Ross Weatherstone

Personal information
- Date of birth: 16 May 1981 (age 44)
- Place of birth: Reading, Berkshire, England
- Position: Defender

Team information
- Current team: Binfield (manager)

Youth career
- 1997–1999: Oxford United

Senior career*
- Years: Team / Apps / (Gls)
- 1999–2001: Oxford United / 19 / (0)
- 2001–2003: Boston United / 66 / (1)
- 2003: Nuneaton Borough / 9 / (0)
- 2003–2004: Farnborough Town / 29 / (2)
- 2004: Stevenage Brough / 6 / (0)
- 2006: Didcot Town / 25 / (4)
- Total:  / 154 / (7)

Managerial career
- 2022: Hartley Wintney
- 2023–: Binfield

= Ross Weatherstone =

English footballer

Ross Weatherstone (born 16 May 1981) is an English former professional footballer who played in the Football League for Oxford United and Boston United.
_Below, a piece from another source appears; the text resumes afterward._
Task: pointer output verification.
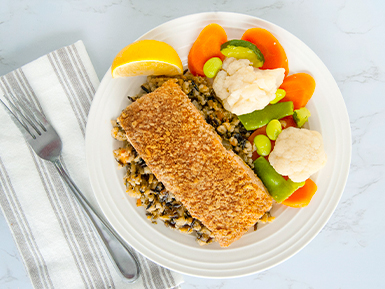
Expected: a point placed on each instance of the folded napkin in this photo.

He is currently the manager of Binfield.

==Playing career==
Weatherstone started his career at Oxford United, making his debut live on Sky TV against Reading. His brother Simon was also an Oxford player and they became the first brothers to play for Oxford United since Ron Atkinson and Graham Atkinson in a competitive fixture.

In February 2001 Weatherstone and his brother signed for Boston United. They helped Boston United win the Football Conference in 2002, earning promotion to the Football League, with Ross captained the side for a handful of games.

Weatherstone left Boston United and joined Nuneaton Borough for a short spell at the end of the 2002–03 season. At the start 2003–04 season he signed for Farnborough Town, before joining Stevenage Brough midway through the season.

He retired from the professional game in 2005 after multiple operations to his left lateral meniscus. He made a brief comeback in 2006 when he signed for Didcot Town, officially retiring from playing the game in 2007.

==Coaching career==
Having coached at Bracknell Town and Binfield, in May 2022 Weatherstone was appointed joint manager of Hartley Wintney alongside Ty Newton. The management duo resigned from their roles on 20 October 2022.

On 22 December 2023 he was announced as the new manager of Binfield.

==Personal life==
Weatherstone was diagnosed with melanoma skin cancer in April 2024, subsequently taking some time out from his managerial role at Binfield in order to undergo major surgery.